My husband and I had a little chat about it this morning at breakfast.  “What do you think is the best term for children like ours?” I asked him.  “Half, bi, or double?”

Hafu, the Japanese rendition of “half”, is the most common way to describe children with one Japanese parent and one foreign parent.  To me, it brings to mind that old Cher song, “Half-breed.”  (“Half-breed, how I learned to hate that word,” etc.).  My husband, however, has memories of a Japanese musical group from the 70s called Golden Half.  Apparently, they were biracial and way cool.

“What about bi?” I asked him.  (Actually, this sounds like “bisexual to me,” but I tend to refer to our children as “bicultural.”

“That makes me think about buying something,” he said.

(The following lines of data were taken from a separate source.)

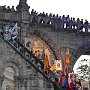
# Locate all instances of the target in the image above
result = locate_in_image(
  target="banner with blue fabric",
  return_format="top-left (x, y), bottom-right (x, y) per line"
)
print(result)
top-left (3, 25), bottom-right (11, 41)
top-left (61, 76), bottom-right (67, 88)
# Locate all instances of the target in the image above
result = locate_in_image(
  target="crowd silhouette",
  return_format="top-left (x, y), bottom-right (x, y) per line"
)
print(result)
top-left (0, 5), bottom-right (15, 12)
top-left (0, 5), bottom-right (90, 33)
top-left (30, 9), bottom-right (90, 32)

Okay, whatever.  “How about ‘double’?”  This is a more recent term, one, I believe, that was coined, or at least encouraged by, filmmaker Reggie Life.

For my husband, that would be two fingers of whiskey.

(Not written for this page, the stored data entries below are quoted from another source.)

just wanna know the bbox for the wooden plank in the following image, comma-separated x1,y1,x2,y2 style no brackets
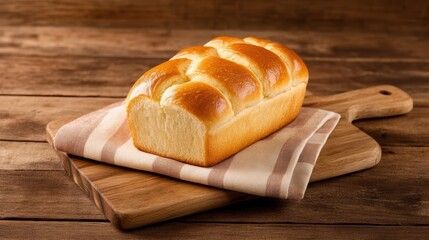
1,146,428,224
354,107,429,146
1,55,428,106
0,221,429,240
0,55,154,97
0,170,105,220
308,61,429,107
1,27,428,59
0,96,118,141
0,1,428,34
0,141,61,170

So what do you call your kids?

Punk Babysitters

In one or two movies I’ve seen recently, there were punk babysitters with pierced noses, multiply-pierced ears, dyed hair, and in at least one case, a surly attitude.  These babysitters appeared for comic effect, and I’ve always believed that no mother would seriously hire someone looking like that to take care of their kids.  I guess that shows my Midwestern, middle-aged conservatism.

This weekend, I went to Tokyo for Writer’s Day, an event put on by the Tokyo Branch of SCBWI.  It was world class.  Three international picture book writers (actually one, Tanya Batt, bills herself as more of a storyteller) gave stellar presenations.  Irene Smalls had us acting out our characters, and Laura Rennert, of the Andrea Brown Literary Agency, had us all dreaming of half a million dollar deals (the kind that she puts together), but she also gave us some very practical advice.  (And she told us fun stuff about her husband Barry Eisler.)

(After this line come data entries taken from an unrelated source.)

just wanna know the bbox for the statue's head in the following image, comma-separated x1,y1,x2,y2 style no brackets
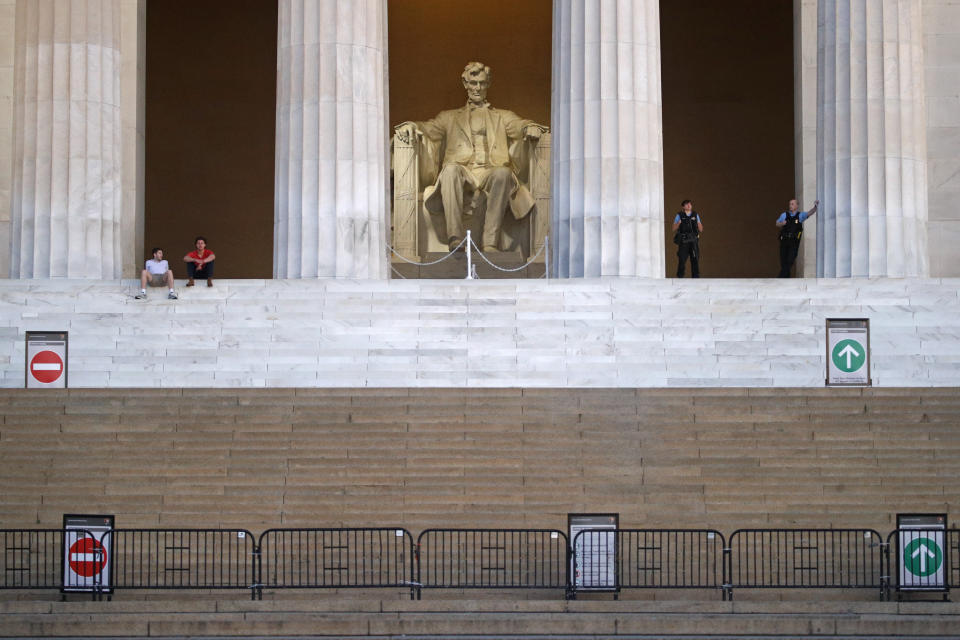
461,62,491,106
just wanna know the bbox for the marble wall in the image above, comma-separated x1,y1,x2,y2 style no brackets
924,0,960,277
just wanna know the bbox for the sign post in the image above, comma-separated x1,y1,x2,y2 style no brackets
826,319,870,386
568,513,618,596
62,514,113,595
26,331,68,388
896,513,948,600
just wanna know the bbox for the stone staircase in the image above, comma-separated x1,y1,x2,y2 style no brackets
0,277,958,388
2,387,958,534
3,387,960,636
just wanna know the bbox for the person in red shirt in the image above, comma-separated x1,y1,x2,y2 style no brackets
183,236,216,287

I had a great time, and my mind was at ease because I knew that my kids were safe at my sister-in-law’s.  I trust her, and the kids love her.  She had a few errands, so she told me in advance that one of my niece’s friends would be helping with the babysitting.  I’ve never met this girl, but my kids have, and they like her.  And if my sister-in-law says she’d dependable, then I believe her.

Last night, as I was tucking Lilia into bed, I asked if she’d finished her homework.

“Yes,” she signed.  “B. [the friend] helped me.”

“Wonderful!” I said, liking B. very much at that moment.

Then Lilia pointed to her tongue and made the sign for “ouch.”   A stud??

“Does B. have a pierced tongue?” I asked Yoshi.

“Yes,” he said, “and multiple piercings in her ears.”

This morning it occurred to me to ask Jio about her hair color.

“It’s yellow,” Jio said.  (B. is a high school drop-out.)


I’ve totally revised my ideas about pierced and dyed babysitters.   Anyone who can get Lilia to do the weekend’s  homework in one day is all right in my book.  Punk babysitters rule!

Speed Racer

The other day we were all in the car, cruising down the narrow back roads of rural Japan.  The speed limit where we were was 40 km/hour, but Yoshi was going 50 km/hour.  “Daddy is breaking the law,” my son piped up from the back seat.  I didn’t even know that he knew that phrase in English.